MAHWAH, N.J.- Hudson United Bancorp has been viewed as a potential takeover target ever since its merger with Dime Bancorp of New York fell through last month.
But the top executive at $9.3 billion-asset Hudson United says the company will more likely buy than be bought - if it can boost its depressed stock price.
"We've never said we wouldn't consider offers if they come in - we would - but it's not our intent" to find a buyer, said Kenneth T. Neilson, chairman, president, and chief executive officer of the bank holding company.
After months of preparing to merge, Hudson and Dime Bancorp of New York mutually terminated their deal on April 28, in part because of an unsolicited offer for Dime by North Fork Bancorp of New York.
Since then several analysts have speculated that it was only a matter of time before Hudson United sold itself to a larger mid-Atlantic company.
But in an interview here last week Mr. Neilson said his company is far more disposed to making buyouts, but only when the stock is trading at a "premium valuation." Hudson's stock closed at $21.6875 Friday, well below its 52-week high of $35.063 in June.
To help boost his company's stock, Mr. Neilson has been meeting with analysts and investors "just to talk about our track record and our opportunities." He said he spends two or three days a week in such meetings and will continue to for the next few months.
Hudson also plans to begin a repurchase program in June, when restrictions relating to its purchase last year of JeffBanks Inc. and Southern Jersey Bancorp are lifted. That program, in addition to Hudson's strong earnings, should return its stock to premium trading levels and put Hudson back in the market for acquisitions, Mr. Neilson said.
"If our stock stays priced the way it is, we're going to be busy buying back as much of it as we can," he said.
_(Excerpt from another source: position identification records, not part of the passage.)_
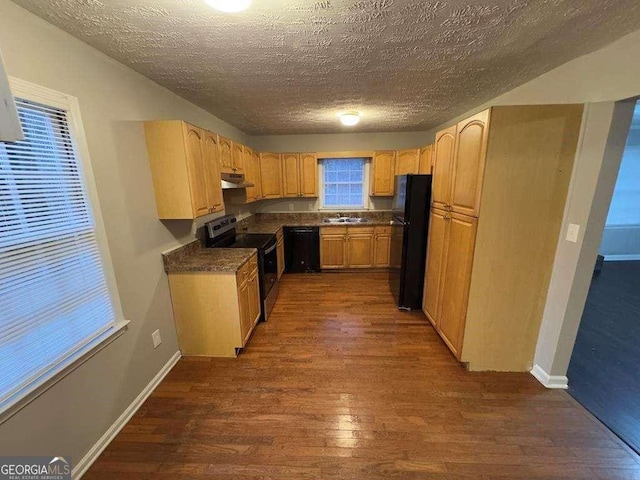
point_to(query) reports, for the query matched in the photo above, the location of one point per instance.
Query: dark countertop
(272, 222)
(194, 258)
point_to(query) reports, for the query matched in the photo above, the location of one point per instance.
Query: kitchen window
(57, 294)
(343, 183)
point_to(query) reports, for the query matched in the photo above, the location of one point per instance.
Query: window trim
(366, 201)
(46, 96)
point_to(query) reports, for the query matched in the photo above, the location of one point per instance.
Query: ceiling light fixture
(349, 119)
(230, 6)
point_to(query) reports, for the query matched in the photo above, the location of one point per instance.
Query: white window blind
(343, 183)
(54, 298)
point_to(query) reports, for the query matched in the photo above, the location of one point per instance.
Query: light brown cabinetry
(271, 174)
(425, 160)
(383, 168)
(252, 175)
(215, 313)
(280, 247)
(499, 196)
(184, 168)
(407, 161)
(299, 175)
(382, 255)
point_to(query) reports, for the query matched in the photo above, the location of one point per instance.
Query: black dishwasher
(302, 249)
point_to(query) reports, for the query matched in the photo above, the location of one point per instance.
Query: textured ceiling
(287, 66)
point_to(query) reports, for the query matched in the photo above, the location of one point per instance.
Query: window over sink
(343, 183)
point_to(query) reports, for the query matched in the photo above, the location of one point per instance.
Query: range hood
(234, 180)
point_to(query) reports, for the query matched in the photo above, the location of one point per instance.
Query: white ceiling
(287, 66)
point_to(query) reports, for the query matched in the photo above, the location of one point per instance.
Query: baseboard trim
(549, 381)
(93, 454)
(622, 258)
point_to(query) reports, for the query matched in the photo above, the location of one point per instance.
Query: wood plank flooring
(341, 385)
(603, 373)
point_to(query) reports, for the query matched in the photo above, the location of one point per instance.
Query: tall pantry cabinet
(500, 183)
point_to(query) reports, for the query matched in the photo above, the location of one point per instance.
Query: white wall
(70, 417)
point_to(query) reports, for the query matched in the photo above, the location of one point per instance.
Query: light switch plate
(157, 340)
(572, 233)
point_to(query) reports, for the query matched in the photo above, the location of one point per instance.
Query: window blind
(54, 298)
(343, 182)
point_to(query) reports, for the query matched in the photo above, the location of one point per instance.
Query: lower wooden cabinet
(354, 247)
(280, 250)
(215, 313)
(448, 274)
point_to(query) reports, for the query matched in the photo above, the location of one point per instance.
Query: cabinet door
(407, 161)
(436, 252)
(425, 160)
(290, 175)
(226, 155)
(238, 157)
(271, 173)
(197, 170)
(457, 279)
(383, 170)
(468, 164)
(254, 298)
(333, 251)
(308, 175)
(280, 248)
(382, 255)
(360, 249)
(443, 167)
(211, 152)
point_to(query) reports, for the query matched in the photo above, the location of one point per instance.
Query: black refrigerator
(409, 239)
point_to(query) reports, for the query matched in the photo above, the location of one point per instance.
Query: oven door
(269, 268)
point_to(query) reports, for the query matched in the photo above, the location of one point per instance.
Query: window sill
(29, 393)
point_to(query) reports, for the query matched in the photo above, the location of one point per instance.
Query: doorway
(603, 373)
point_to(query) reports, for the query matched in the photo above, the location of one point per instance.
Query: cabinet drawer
(337, 230)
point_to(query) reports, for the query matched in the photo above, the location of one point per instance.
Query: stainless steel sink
(344, 220)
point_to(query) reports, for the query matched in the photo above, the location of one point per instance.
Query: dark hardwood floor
(341, 385)
(604, 374)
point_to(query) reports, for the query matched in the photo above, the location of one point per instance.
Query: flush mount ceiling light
(230, 6)
(349, 119)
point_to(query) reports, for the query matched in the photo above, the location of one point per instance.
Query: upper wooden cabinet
(226, 155)
(444, 147)
(425, 160)
(252, 175)
(383, 168)
(500, 191)
(299, 175)
(468, 164)
(407, 161)
(271, 175)
(184, 169)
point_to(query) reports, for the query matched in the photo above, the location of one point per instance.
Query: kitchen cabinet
(425, 165)
(271, 175)
(215, 313)
(443, 146)
(382, 251)
(252, 175)
(226, 155)
(382, 176)
(237, 156)
(347, 247)
(299, 175)
(407, 161)
(333, 248)
(280, 248)
(184, 167)
(499, 198)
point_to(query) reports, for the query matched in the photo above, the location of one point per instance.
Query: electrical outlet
(157, 340)
(572, 232)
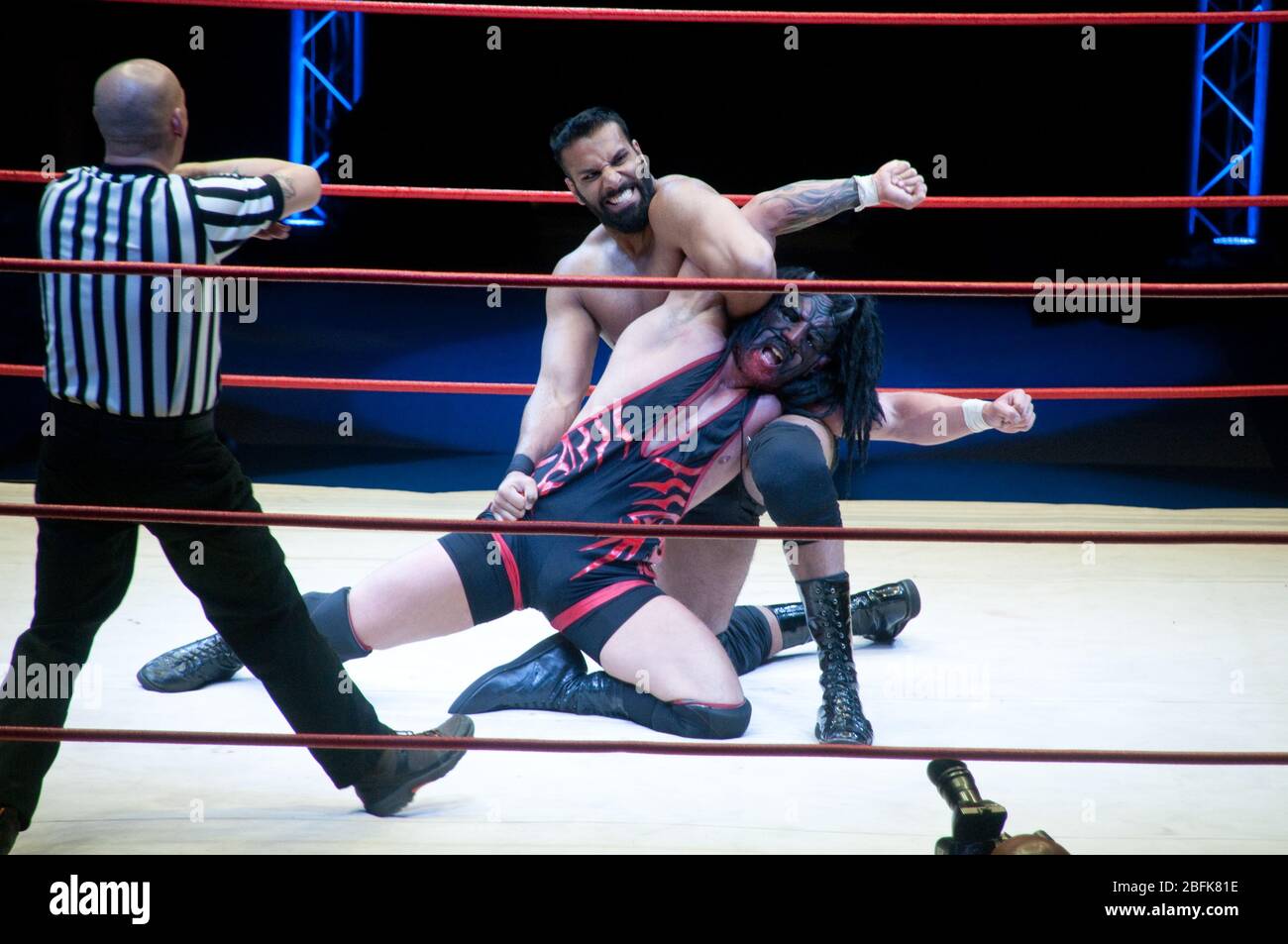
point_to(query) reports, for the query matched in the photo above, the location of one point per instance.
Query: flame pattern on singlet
(596, 472)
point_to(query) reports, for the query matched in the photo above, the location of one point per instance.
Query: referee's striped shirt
(104, 344)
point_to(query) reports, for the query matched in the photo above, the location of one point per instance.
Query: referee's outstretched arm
(301, 187)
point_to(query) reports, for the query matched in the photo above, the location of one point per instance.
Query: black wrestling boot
(9, 828)
(191, 666)
(211, 660)
(399, 773)
(840, 719)
(550, 677)
(880, 613)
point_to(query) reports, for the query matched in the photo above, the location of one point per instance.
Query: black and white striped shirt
(104, 344)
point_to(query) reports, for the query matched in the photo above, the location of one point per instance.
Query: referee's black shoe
(400, 772)
(191, 666)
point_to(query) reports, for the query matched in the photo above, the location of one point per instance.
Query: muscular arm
(800, 205)
(931, 419)
(567, 360)
(713, 236)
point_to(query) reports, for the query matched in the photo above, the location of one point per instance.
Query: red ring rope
(660, 16)
(1043, 393)
(259, 519)
(281, 273)
(700, 749)
(509, 196)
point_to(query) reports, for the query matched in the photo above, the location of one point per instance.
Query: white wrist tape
(973, 412)
(867, 191)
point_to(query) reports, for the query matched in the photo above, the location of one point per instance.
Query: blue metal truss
(326, 75)
(1232, 72)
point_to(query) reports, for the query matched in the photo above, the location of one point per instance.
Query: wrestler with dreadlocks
(822, 356)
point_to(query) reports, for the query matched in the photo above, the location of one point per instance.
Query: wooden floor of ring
(1018, 646)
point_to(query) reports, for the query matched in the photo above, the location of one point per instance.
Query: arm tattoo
(288, 188)
(802, 205)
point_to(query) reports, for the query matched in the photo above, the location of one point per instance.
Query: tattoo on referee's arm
(287, 187)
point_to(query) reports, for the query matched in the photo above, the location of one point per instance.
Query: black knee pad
(717, 723)
(793, 475)
(747, 639)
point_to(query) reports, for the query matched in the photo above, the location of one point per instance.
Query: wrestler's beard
(632, 219)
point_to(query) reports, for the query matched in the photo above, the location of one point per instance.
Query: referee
(132, 398)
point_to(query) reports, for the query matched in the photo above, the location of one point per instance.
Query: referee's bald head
(134, 104)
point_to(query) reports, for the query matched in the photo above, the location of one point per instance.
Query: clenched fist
(900, 184)
(514, 497)
(1012, 412)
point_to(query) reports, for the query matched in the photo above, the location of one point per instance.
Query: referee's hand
(273, 231)
(515, 496)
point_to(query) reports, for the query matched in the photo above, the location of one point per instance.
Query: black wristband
(520, 463)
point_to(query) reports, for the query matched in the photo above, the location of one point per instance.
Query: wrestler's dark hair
(848, 377)
(583, 125)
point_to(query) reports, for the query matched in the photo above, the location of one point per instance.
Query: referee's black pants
(84, 569)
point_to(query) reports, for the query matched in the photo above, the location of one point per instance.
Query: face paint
(778, 344)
If it rebounds, "we'll be looking for other opportunities to expand our franchise."
Mr. Neilson has led the company since 1989. It has grown through acquisitions from a $500 million-asset banking company with 12 branches to one with about 200 branches in New Jersey, New York, Connecticut, and Pennsylvania.
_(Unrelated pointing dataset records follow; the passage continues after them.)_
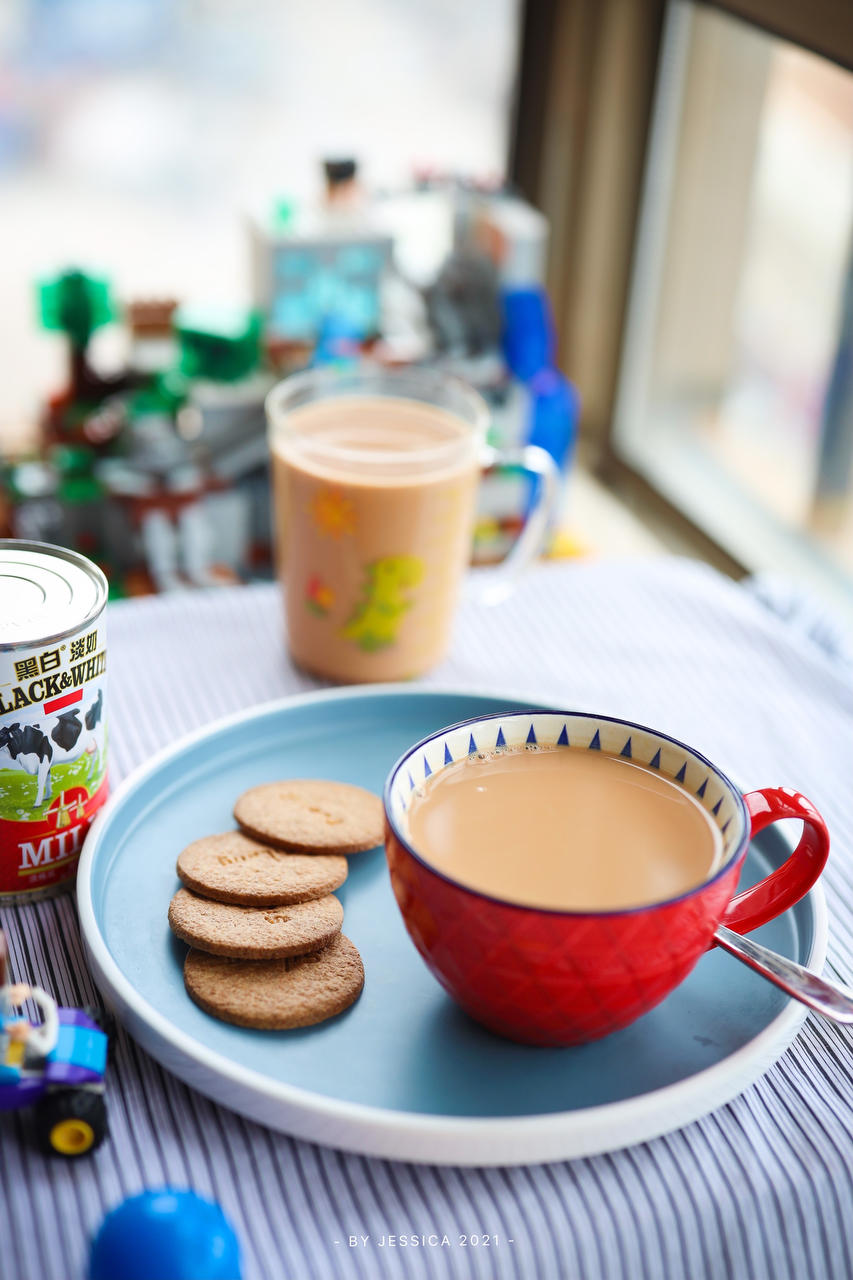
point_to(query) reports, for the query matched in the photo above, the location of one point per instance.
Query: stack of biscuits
(259, 912)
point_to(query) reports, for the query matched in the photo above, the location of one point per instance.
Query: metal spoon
(829, 999)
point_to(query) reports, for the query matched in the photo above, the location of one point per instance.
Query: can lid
(45, 592)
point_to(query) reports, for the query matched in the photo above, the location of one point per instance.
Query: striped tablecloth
(761, 1188)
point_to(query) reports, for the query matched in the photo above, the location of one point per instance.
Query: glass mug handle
(793, 880)
(492, 585)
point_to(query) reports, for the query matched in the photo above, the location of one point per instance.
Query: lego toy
(165, 1234)
(55, 1065)
(159, 472)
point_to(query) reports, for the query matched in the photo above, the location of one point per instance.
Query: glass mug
(374, 479)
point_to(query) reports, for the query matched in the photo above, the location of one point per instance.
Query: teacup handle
(492, 585)
(793, 880)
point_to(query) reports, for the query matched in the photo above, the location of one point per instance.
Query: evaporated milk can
(53, 714)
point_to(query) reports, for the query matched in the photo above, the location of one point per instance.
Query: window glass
(737, 391)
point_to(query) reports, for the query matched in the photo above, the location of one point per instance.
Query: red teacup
(553, 977)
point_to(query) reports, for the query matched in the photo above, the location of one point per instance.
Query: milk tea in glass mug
(375, 476)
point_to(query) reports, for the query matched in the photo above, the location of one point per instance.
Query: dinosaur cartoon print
(384, 600)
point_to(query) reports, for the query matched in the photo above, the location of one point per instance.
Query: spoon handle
(826, 997)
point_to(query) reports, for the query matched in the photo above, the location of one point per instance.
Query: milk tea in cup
(564, 828)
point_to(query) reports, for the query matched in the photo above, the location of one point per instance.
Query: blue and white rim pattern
(512, 730)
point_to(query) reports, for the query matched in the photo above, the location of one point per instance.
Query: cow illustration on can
(53, 722)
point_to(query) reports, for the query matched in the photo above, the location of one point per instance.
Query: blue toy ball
(169, 1234)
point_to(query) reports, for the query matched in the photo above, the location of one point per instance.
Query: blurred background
(628, 222)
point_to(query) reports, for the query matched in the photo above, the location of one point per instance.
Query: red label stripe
(56, 704)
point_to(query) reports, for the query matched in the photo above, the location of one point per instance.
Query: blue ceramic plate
(404, 1073)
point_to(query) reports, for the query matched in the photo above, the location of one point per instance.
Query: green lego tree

Besides its rapid growth, Hudson United has had strong earnings. Its net income was $29.9 million in the first quarter, up $1.1 million. Its return on equity was 23.5% and it return on assets, 1.27%.
However, John M. Kline, an analyst at Sandler O'Neill & Partners in New York, said Hudson's stock is trading at about 8.2 times next year's earnings - against 10.6 for its peers. He added that the stock would need to reach $29 to be in line with its peer group.
Mr. Kline said he is glad Hudson is trying to develop a following, but added that the real key is keeping investors happy. "Getting out there and telling the story is good, but executing the story is even better," he said. He suggested that the company "take a breather" from acquisitions and "show the Street the true strength of its numbers."
Mr. Neilson said: "We've always been prepared for independence. In this decade we've done 31 mergers. We happen to have had one fall apart; it's not the end of the world for us."